Replicated* table engines

Note

In ClickHouse Cloud replication is managed for you. Please create your tables without adding arguments. For example, in the text below you would replace:

ENGINE = ReplicatedMergeTree(
    '/clickhouse/tables/{shard}/table_name',
    '{replica}'
)

with:

ENGINE = ReplicatedMergeTree

Replication is only supported for tables in the MergeTree family

ReplicatedSummingMergeTree
ReplicatedCoalescingMergeTree
ReplicatedVersionedCollapsingMergeTree
ReplicatedCollapsingMergeTree
ReplicatedGraphiteMergeTree
ReplicatedMergeTree
ReplicatedReplacingMergeTree
ReplicatedAggregatingMergeTree

Replication works at the level of an individual table, not the entire server. A server can store both replicated and non-replicated tables at the same time.

Replication does not depend on sharding. Each shard has its own independent replication.

Compressed data for INSERT and ALTER queries is replicated (for more information, see the documentation for ALTER.

CREATE, DROP, ATTACH, DETACH and RENAME queries are executed on a single server and are not replicated:

The CREATE TABLE query creates a new replicatable table on the server where the query is run. If this table already exists on other servers, it adds a new replica.
The DROP TABLE query deletes the replica located on the server where the query is run.
The RENAME query renames the table on one of the replicas. In other words, replicated tables can have different names on different replicas.

ClickHouse uses ClickHouse Keeper for storing replicas meta information. It is possible to use ZooKeeper version 3.4.5 or newer, but ClickHouse Keeper is recommended.

To use replication, set parameters in the zookeeper server configuration section.

Note

Don't neglect the security setting. ClickHouse supports the digest ACL scheme of the ZooKeeper security subsystem.

Example of setting the addresses of the ClickHouse Keeper cluster:

<zookeeper>
    <node>
        <host>example1</host>
        <port>2181</port>
    </node>
    <node>
        <host>example2</host>
        <port>2181</port>
    </node>
    <node>
        <host>example3</host>
        <port>2181</port>
    </node>
</zookeeper>

ClickHouse also supports storing replicas meta information in an auxiliary ZooKeeper cluster. Do this by providing the ZooKeeper cluster name and path as engine arguments. In other words, it supports storing the metadata of different tables in different ZooKeeper clusters.

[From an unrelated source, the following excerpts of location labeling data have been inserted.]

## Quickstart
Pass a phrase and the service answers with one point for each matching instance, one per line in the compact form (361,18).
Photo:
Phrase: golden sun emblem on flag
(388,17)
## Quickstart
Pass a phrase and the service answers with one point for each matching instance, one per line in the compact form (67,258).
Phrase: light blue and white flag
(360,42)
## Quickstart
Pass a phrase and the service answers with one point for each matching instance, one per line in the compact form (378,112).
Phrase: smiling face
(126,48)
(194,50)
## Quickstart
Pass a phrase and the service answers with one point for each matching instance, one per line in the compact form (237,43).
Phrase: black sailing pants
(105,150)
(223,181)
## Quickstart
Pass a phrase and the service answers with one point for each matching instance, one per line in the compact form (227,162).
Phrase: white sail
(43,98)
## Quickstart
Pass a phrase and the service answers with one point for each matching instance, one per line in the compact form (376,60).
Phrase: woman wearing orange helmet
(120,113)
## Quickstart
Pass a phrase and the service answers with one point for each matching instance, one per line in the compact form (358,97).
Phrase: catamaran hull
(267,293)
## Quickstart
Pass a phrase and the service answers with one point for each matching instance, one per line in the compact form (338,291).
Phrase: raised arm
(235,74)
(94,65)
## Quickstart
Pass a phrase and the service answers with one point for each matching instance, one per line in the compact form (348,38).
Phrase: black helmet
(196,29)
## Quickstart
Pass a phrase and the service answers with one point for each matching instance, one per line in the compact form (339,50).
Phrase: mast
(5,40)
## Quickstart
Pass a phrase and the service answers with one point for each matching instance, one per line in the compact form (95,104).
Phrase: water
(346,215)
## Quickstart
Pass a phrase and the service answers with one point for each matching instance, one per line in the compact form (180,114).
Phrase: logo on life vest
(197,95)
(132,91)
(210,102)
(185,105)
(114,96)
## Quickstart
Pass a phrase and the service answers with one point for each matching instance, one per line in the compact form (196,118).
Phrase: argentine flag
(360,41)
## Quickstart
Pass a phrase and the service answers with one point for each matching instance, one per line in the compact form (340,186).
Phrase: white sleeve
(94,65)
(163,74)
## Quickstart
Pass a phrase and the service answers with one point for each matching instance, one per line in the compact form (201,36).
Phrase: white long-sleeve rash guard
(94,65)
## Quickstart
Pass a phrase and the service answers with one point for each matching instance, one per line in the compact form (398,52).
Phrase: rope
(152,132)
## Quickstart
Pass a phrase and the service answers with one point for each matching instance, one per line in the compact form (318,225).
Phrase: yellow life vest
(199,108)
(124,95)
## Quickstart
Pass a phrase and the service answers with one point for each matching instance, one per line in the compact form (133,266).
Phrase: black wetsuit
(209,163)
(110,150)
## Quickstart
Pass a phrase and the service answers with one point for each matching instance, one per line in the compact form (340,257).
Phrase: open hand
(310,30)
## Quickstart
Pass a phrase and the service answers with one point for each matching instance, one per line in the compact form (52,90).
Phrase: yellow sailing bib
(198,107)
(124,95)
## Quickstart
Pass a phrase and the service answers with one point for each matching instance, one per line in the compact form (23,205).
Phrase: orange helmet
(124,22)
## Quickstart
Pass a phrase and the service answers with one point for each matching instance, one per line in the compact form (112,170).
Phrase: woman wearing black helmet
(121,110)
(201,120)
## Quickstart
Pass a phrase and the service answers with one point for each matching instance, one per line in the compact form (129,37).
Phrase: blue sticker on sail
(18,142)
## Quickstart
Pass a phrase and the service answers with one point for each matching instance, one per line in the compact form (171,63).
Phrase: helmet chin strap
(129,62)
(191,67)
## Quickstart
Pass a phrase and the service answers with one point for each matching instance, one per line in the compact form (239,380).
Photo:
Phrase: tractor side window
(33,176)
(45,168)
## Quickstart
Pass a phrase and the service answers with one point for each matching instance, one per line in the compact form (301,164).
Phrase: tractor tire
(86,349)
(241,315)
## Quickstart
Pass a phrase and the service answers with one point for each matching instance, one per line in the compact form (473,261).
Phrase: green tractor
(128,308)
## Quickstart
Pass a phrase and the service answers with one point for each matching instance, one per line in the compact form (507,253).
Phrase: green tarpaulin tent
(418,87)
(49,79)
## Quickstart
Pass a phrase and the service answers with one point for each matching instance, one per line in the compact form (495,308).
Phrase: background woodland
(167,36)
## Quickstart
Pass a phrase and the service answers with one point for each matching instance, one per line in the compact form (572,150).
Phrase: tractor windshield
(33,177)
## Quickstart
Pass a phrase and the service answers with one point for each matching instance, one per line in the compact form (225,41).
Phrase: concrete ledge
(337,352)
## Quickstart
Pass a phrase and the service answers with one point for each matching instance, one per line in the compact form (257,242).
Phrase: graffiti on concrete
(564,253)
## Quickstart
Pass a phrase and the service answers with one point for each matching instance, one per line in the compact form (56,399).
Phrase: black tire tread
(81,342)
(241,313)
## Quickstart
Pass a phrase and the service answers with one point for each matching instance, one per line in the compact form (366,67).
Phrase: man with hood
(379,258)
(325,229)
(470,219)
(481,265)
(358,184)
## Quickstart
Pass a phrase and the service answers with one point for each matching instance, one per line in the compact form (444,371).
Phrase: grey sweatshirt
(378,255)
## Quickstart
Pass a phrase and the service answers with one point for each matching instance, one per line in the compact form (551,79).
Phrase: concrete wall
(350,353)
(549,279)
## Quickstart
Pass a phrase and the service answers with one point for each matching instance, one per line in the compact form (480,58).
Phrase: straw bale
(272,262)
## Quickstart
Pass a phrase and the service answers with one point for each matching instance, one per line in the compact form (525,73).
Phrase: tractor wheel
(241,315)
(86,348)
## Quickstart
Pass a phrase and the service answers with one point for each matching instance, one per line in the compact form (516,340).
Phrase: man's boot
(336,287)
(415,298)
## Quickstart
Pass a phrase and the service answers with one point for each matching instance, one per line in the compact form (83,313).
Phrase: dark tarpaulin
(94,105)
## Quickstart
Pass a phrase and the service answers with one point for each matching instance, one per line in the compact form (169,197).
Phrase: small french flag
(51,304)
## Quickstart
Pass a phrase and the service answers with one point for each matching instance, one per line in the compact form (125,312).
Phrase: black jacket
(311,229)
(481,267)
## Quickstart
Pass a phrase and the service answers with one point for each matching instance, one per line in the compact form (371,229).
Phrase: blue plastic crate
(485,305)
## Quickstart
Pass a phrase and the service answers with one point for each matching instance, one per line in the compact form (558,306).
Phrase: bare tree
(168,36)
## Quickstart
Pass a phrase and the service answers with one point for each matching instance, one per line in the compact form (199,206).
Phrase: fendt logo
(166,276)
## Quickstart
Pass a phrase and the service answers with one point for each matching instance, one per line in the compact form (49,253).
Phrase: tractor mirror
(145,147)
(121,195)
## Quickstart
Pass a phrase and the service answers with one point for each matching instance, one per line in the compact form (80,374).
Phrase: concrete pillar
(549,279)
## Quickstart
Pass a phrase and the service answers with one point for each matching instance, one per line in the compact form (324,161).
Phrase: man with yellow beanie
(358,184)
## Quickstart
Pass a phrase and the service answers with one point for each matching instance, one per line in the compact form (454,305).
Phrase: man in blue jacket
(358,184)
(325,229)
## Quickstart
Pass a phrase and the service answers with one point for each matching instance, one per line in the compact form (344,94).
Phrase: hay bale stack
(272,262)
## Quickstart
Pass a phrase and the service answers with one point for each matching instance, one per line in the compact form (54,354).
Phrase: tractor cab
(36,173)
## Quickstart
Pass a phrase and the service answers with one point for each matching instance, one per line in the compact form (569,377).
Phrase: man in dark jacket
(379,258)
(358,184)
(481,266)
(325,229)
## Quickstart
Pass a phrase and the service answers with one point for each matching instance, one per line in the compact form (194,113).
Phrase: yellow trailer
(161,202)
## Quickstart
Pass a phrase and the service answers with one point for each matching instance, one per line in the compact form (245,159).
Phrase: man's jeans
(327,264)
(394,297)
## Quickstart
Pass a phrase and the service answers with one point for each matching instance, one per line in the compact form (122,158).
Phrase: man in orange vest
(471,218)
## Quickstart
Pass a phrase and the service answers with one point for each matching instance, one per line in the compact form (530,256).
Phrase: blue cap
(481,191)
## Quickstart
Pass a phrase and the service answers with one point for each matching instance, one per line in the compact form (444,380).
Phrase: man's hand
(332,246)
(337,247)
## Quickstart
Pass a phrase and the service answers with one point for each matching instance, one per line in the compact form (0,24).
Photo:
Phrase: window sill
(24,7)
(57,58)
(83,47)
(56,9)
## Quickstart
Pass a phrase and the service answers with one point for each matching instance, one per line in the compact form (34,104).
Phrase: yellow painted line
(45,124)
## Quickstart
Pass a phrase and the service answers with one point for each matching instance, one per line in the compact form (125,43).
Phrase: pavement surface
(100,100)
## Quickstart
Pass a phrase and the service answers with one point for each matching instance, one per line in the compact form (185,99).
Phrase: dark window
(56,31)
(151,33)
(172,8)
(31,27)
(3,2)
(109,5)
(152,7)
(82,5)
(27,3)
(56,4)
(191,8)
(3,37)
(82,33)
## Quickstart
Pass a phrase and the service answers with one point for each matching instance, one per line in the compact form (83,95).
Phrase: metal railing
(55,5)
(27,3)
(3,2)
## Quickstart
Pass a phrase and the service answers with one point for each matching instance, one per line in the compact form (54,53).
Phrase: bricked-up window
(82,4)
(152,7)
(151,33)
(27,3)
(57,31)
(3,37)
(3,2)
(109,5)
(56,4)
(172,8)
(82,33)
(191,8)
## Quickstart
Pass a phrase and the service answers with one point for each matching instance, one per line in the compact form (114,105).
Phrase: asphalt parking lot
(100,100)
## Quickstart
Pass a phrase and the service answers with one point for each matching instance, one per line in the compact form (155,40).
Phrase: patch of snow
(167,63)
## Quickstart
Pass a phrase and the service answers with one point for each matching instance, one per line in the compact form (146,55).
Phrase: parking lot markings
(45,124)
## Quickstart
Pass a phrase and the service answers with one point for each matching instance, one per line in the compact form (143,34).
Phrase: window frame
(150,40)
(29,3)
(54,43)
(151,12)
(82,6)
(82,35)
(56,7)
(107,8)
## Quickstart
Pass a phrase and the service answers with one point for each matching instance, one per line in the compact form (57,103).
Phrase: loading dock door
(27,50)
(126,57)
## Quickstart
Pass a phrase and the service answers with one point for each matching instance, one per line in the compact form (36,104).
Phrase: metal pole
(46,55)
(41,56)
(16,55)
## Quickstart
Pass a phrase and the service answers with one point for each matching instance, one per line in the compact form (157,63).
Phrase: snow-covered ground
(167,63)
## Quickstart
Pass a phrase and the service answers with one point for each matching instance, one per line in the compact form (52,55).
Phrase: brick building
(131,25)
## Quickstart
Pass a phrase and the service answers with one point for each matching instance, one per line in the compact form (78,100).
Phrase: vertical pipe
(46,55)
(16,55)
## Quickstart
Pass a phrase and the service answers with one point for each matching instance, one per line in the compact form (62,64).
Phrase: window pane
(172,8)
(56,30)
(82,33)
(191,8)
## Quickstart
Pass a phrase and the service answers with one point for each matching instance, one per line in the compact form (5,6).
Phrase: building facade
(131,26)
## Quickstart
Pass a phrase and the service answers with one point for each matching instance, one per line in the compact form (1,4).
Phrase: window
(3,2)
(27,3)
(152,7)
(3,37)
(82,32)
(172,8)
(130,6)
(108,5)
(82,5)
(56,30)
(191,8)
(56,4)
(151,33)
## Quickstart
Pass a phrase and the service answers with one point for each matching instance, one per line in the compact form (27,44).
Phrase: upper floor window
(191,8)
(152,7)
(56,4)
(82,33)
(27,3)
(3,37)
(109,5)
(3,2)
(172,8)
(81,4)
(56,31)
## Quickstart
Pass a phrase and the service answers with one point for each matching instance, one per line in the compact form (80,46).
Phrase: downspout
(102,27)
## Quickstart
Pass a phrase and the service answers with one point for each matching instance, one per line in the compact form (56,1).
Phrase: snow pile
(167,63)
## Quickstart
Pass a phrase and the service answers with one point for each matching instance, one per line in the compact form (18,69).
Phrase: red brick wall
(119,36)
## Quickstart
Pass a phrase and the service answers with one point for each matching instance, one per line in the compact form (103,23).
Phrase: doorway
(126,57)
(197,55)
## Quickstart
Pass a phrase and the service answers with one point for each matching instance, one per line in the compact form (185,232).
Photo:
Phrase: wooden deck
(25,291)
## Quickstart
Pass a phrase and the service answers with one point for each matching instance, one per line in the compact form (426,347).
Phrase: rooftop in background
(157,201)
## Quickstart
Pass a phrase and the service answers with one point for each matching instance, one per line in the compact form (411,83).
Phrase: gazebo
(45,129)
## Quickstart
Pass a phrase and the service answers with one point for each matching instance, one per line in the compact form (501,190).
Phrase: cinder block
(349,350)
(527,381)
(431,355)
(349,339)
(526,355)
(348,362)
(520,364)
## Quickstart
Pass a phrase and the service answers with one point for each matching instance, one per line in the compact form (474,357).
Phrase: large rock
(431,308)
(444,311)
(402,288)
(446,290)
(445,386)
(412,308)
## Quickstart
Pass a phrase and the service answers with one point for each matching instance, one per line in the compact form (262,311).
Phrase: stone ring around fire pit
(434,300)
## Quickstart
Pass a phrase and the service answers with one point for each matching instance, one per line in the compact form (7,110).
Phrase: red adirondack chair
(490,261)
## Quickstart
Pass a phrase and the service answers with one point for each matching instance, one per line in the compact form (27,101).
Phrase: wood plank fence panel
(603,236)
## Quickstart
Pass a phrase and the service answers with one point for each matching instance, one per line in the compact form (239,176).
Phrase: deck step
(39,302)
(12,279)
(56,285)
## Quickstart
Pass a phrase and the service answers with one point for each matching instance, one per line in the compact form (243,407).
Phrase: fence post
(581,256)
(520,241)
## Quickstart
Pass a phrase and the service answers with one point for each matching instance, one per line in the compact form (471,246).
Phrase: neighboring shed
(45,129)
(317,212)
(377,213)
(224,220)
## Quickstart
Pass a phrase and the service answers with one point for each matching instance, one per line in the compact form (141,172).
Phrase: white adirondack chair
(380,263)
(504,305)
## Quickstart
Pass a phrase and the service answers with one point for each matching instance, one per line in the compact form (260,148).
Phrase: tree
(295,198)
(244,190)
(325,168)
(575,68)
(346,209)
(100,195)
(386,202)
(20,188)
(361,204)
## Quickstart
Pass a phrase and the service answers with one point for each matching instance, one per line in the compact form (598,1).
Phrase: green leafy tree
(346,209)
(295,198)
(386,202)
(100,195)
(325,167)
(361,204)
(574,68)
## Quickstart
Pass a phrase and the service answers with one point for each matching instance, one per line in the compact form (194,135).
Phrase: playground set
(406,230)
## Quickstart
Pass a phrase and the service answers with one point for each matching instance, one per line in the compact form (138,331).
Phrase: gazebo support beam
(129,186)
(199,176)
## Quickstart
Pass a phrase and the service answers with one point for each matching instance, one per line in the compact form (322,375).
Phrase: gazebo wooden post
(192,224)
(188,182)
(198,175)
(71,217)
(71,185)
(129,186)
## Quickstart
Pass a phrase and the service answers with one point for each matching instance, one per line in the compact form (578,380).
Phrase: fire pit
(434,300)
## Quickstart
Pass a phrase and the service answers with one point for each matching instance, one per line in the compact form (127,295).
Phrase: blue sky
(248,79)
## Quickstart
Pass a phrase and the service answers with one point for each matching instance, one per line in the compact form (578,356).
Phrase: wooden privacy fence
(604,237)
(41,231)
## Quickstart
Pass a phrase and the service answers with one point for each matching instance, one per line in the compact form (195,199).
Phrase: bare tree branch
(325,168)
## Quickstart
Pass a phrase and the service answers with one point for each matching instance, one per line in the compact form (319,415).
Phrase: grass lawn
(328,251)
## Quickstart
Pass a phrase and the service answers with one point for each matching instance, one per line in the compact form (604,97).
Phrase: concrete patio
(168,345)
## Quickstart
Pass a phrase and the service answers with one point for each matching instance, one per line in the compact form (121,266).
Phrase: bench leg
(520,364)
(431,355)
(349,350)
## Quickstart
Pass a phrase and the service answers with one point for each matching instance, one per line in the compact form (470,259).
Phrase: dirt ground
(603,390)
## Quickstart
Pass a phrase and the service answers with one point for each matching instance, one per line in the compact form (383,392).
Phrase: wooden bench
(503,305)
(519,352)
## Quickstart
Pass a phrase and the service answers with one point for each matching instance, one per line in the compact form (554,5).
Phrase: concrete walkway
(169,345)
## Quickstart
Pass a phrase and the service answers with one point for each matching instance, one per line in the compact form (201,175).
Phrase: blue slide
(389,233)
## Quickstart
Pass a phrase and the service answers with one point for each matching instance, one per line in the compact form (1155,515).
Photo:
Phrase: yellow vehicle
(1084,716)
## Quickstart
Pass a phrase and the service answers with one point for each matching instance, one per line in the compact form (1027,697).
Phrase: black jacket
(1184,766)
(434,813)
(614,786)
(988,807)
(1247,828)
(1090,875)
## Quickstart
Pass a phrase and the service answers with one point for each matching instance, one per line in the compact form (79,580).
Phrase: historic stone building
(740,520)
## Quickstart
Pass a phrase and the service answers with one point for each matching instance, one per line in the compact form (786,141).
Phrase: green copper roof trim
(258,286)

Example of setting the addresses of the auxiliary ZooKeeper cluster:

<auxiliary_zookeepers>
    <zookeeper2>
        <node>
            <host>example_2_1</host>
            <port>2181</port>
        </node>
        <node>
            <host>example_2_2</host>
            <port>2181</port>
        </node>
        <node>
            <host>example_2_3</host>
            <port>2181</port>
        </node>
    </zookeeper2>
    <zookeeper3>
        <node>
            <host>example_3_1</host>
            <port>2181</port>
        </node>
    </zookeeper3>
</auxiliary_zookeepers>

To store table metadata in an auxiliary ZooKeeper cluster instead of the default ZooKeeper cluster, we can use SQL to create the table with ReplicatedMergeTree engine as follows:

CREATE TABLE table_name ( ... ) ENGINE = ReplicatedMergeTree('zookeeper_name_configured_in_auxiliary_zookeepers:path', 'replica_name') ...

You can specify any existing ZooKeeper cluster and the system will use a directory on it for its own data (the directory is specified when creating a replicatable table).

If ZooKeeper is not set in the config file, you can't create replicated tables, and any existing replicated tables will be read-only.

ZooKeeper is not used in SELECT queries because replication does not affect the performance of SELECT and queries run just as fast as they do for non-replicated tables. When querying distributed replicated tables, ClickHouse behavior is controlled by the settings max_replica_delay_for_distributed_queries and fallback_to_stale_replicas_for_distributed_queries.

For each INSERT query, approximately ten entries are added to ZooKeeper through several transactions. (To be more precise, this is for each inserted block of data; an INSERT query contains one block or one block per max_insert_block_size = 1048576 rows.) This leads to slightly longer latencies for INSERT compared to non-replicated tables. But if you follow the recommendations to insert data in batches of no more than one INSERT per second, it does not create any problems. The entire ClickHouse cluster used for coordinating one ZooKeeper cluster has a total of several hundred INSERTs per second. The throughput on data inserts (the number of rows per second) is just as high as for non-replicated data.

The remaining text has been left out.